Reverb: The Science And The State-of-the-Art
Guest Contribution by Anish Chandak
In the previous article by Ian Palmer on this month’s theme of Reverb, you have already seen various creative uses of Reverb. Here are my two cents to the creative: using reverb to synthesize physics-based sounds for percussion instruments.
In rest of this article, we stick to the uncreative, the basics, the science behind the reverb. We will also discuss the (academic) state-of-the-art, the research work being done at various academic institutes across the globe, focussed on developing reverb techniques for interactive applications like video games. Hopefully, you will see many of these promising approaches used in video games released in near and distant future. In the spirit of an academic discourse, this article is long and in all certainty incomplete in its discussion of the fundamentals or the state-of-the-art.
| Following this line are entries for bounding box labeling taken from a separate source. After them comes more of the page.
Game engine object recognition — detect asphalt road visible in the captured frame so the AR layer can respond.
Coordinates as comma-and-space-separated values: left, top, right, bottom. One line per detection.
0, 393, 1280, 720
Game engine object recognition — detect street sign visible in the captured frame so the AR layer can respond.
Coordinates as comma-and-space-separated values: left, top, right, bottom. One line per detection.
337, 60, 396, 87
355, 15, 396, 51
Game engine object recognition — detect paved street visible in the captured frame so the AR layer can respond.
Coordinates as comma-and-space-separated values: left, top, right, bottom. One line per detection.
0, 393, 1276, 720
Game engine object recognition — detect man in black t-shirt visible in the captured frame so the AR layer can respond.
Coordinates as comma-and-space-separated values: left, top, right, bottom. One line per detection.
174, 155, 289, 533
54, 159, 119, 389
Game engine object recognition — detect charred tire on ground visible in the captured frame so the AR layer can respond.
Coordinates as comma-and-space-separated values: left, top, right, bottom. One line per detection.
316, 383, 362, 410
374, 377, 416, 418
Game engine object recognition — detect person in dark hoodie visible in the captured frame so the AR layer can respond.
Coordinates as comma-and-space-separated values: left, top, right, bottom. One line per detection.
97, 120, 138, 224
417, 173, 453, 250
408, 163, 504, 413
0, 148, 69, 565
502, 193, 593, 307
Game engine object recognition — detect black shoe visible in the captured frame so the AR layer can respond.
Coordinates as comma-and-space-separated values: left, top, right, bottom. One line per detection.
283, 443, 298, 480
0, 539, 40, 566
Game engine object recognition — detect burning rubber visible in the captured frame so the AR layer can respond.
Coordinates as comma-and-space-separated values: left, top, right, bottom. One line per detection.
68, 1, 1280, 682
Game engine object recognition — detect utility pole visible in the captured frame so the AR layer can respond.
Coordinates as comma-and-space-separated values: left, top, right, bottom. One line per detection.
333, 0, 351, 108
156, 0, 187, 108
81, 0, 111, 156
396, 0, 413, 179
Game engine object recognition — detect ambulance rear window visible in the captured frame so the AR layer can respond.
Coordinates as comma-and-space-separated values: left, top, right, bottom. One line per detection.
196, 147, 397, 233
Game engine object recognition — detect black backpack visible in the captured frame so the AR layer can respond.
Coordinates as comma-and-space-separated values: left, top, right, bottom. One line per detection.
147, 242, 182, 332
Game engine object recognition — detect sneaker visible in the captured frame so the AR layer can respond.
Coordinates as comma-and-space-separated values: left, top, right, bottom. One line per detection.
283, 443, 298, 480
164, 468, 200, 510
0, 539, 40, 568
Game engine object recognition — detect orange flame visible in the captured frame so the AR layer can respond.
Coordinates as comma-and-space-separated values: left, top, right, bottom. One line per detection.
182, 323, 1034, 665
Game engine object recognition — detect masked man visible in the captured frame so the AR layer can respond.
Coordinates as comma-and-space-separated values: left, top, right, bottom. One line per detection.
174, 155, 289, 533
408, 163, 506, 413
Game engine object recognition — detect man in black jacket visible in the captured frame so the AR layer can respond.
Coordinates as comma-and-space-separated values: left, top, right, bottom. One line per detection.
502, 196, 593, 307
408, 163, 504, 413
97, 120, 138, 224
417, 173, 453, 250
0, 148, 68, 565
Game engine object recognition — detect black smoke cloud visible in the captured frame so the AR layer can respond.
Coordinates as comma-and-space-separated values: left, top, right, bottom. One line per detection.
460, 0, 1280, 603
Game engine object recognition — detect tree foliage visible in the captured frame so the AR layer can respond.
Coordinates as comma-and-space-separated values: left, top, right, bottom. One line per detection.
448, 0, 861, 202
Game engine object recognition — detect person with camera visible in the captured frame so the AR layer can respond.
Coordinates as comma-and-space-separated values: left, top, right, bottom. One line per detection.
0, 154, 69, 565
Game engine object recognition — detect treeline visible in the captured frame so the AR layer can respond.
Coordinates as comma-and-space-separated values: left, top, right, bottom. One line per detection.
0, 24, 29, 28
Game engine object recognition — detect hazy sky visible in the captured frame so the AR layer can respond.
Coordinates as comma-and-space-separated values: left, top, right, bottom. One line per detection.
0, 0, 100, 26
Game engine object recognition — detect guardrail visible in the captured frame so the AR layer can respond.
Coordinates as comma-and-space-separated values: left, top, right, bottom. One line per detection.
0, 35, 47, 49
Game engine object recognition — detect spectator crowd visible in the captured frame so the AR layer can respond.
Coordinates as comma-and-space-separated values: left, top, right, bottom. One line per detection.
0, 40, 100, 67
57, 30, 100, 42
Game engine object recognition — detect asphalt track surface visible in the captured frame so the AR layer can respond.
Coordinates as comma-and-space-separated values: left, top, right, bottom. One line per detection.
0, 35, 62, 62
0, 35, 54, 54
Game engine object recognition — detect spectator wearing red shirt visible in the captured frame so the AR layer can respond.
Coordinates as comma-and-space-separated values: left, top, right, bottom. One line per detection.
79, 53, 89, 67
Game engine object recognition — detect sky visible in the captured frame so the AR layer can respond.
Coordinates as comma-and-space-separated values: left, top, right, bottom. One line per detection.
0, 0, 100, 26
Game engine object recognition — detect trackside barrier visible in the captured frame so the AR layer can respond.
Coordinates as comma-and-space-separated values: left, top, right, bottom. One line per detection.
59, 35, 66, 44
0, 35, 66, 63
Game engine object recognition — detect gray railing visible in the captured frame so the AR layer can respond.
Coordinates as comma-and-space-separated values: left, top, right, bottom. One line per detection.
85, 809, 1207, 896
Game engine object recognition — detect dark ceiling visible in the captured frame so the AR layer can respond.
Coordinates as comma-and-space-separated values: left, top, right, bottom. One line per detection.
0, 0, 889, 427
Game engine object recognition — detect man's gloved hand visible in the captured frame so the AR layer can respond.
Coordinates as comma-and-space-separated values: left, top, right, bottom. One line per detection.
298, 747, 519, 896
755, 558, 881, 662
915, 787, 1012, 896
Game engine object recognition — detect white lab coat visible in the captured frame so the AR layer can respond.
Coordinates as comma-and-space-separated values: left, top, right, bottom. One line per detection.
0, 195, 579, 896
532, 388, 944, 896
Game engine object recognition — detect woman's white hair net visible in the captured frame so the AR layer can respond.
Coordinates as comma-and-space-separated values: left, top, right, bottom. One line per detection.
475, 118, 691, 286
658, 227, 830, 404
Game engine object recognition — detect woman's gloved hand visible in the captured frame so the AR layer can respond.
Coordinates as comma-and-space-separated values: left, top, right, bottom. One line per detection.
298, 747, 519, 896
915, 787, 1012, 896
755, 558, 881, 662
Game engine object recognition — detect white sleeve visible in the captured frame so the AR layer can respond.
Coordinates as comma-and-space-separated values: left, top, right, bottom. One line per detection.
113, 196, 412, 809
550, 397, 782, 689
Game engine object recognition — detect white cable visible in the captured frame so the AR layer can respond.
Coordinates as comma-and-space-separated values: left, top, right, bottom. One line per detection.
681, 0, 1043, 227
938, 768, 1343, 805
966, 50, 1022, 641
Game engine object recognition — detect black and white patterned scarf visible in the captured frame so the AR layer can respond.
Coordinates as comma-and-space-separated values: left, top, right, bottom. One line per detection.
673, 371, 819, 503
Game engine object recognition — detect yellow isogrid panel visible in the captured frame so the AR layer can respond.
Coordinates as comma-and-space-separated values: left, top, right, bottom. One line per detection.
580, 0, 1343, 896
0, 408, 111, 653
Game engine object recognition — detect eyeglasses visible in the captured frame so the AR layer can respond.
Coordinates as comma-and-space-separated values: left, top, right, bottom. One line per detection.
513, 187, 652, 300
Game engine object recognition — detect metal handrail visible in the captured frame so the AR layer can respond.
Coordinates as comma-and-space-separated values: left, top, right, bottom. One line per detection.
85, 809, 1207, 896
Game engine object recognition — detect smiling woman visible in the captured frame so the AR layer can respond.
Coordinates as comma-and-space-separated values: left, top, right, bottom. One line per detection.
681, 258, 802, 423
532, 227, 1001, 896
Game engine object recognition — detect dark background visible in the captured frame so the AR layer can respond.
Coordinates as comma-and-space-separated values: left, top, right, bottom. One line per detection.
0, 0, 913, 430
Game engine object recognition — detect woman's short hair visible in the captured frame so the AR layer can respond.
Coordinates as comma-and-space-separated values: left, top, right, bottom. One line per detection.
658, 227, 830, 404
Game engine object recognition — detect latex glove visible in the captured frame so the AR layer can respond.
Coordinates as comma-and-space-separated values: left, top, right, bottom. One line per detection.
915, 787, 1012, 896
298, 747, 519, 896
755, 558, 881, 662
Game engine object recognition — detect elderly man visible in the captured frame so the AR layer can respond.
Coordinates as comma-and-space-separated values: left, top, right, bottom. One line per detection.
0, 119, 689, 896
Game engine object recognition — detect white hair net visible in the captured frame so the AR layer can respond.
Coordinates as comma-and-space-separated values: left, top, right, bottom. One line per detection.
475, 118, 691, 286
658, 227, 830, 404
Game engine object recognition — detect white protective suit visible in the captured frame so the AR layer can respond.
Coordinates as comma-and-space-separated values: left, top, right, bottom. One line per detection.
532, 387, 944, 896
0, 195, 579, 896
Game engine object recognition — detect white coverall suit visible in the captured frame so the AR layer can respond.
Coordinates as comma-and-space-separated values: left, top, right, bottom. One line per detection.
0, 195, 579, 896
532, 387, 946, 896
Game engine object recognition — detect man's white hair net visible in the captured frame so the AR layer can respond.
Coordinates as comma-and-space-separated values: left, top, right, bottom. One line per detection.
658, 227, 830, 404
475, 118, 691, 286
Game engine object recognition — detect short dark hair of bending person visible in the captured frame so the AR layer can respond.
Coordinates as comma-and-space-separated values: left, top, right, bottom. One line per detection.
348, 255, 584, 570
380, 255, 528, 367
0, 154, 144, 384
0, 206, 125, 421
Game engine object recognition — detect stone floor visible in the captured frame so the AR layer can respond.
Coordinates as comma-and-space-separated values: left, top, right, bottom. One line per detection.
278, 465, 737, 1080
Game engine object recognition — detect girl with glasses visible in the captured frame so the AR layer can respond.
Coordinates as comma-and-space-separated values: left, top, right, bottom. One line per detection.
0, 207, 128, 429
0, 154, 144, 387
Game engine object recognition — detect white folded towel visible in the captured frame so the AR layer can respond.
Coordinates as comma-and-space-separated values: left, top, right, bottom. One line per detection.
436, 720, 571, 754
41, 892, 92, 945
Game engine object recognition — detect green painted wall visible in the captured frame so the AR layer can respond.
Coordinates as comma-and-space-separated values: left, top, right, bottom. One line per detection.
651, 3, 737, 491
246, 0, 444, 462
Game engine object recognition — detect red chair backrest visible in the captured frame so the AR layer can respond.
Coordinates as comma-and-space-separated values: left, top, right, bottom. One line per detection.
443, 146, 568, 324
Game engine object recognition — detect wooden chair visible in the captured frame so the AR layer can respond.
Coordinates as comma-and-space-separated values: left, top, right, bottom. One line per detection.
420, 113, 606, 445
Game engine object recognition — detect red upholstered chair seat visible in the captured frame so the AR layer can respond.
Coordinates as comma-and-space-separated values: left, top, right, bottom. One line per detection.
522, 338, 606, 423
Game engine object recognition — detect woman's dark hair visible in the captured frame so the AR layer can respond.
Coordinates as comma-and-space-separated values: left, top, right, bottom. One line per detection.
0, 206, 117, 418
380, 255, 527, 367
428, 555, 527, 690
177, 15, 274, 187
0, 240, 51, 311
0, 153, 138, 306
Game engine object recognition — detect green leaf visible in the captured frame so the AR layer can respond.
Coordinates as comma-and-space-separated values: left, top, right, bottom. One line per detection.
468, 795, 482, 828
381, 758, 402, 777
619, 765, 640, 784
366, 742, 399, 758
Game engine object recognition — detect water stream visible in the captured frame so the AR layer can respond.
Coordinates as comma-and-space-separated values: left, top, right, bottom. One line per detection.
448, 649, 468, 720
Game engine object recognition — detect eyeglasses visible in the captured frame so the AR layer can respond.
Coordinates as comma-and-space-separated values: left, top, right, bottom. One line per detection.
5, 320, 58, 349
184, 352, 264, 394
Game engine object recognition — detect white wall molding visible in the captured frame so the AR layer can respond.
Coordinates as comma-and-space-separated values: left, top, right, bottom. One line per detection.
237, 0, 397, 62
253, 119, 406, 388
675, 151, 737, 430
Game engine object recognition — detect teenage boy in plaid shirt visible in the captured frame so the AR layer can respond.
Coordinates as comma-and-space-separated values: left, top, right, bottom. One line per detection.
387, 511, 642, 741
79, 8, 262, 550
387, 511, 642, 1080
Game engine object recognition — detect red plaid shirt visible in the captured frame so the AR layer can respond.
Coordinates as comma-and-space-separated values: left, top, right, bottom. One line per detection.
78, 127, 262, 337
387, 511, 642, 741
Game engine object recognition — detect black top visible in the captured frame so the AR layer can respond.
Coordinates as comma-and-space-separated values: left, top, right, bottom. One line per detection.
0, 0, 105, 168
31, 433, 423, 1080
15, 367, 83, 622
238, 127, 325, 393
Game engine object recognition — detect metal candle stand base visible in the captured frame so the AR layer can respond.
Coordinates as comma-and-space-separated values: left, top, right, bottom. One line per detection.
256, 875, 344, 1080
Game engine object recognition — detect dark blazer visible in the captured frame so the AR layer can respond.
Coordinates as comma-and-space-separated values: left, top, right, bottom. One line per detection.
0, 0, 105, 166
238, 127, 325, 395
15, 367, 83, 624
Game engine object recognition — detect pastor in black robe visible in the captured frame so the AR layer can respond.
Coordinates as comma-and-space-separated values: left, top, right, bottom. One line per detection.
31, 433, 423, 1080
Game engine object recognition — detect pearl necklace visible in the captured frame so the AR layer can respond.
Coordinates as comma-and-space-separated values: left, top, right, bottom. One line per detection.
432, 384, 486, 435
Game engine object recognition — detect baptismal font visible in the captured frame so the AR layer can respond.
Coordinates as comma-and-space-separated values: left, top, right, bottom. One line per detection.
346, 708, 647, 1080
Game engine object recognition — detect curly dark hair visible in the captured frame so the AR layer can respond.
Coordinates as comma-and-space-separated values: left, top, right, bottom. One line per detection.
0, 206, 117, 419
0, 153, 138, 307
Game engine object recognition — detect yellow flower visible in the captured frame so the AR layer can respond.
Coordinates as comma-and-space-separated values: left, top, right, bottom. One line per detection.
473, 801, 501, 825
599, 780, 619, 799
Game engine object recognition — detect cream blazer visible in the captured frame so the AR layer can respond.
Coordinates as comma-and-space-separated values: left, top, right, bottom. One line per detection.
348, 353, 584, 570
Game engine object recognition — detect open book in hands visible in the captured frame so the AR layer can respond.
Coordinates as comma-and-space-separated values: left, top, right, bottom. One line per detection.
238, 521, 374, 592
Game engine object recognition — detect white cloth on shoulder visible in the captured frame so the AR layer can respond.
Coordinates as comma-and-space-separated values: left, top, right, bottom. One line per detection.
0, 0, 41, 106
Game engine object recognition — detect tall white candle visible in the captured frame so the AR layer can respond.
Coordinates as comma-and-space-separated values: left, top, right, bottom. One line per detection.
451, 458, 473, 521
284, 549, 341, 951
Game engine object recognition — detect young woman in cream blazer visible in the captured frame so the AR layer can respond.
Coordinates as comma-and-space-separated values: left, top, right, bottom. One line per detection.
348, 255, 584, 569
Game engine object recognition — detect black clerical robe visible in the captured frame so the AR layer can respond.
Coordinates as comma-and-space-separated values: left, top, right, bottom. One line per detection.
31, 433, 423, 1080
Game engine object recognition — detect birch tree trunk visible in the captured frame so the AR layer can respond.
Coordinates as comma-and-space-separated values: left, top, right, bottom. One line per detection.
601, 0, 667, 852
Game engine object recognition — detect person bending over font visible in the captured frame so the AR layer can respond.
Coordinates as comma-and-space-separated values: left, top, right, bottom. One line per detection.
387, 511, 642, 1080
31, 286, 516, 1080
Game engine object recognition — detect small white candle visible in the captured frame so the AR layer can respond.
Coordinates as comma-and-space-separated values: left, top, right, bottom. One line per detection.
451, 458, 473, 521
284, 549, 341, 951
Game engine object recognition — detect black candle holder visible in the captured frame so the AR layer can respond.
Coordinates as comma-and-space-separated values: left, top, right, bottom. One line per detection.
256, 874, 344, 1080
Reverb, as used commonly within gaming community, refers to the effect of geometry on the sound waves emitted by a sound source as it undergoes reflection, diffraction, and scattering in a scene before reaching the listener (player). These effects are governed by a set of physics principle (the wave equation), giving a space its characteristic reverb. The physical reverb may or may not be used within a game depending on the extent of dramatization. However, here we talk about what a space is supposed to sound like physically. A discussion on artificial (non-physical) reverberation can be found in this article titled “Fifty Years of Artificial Reverberation”.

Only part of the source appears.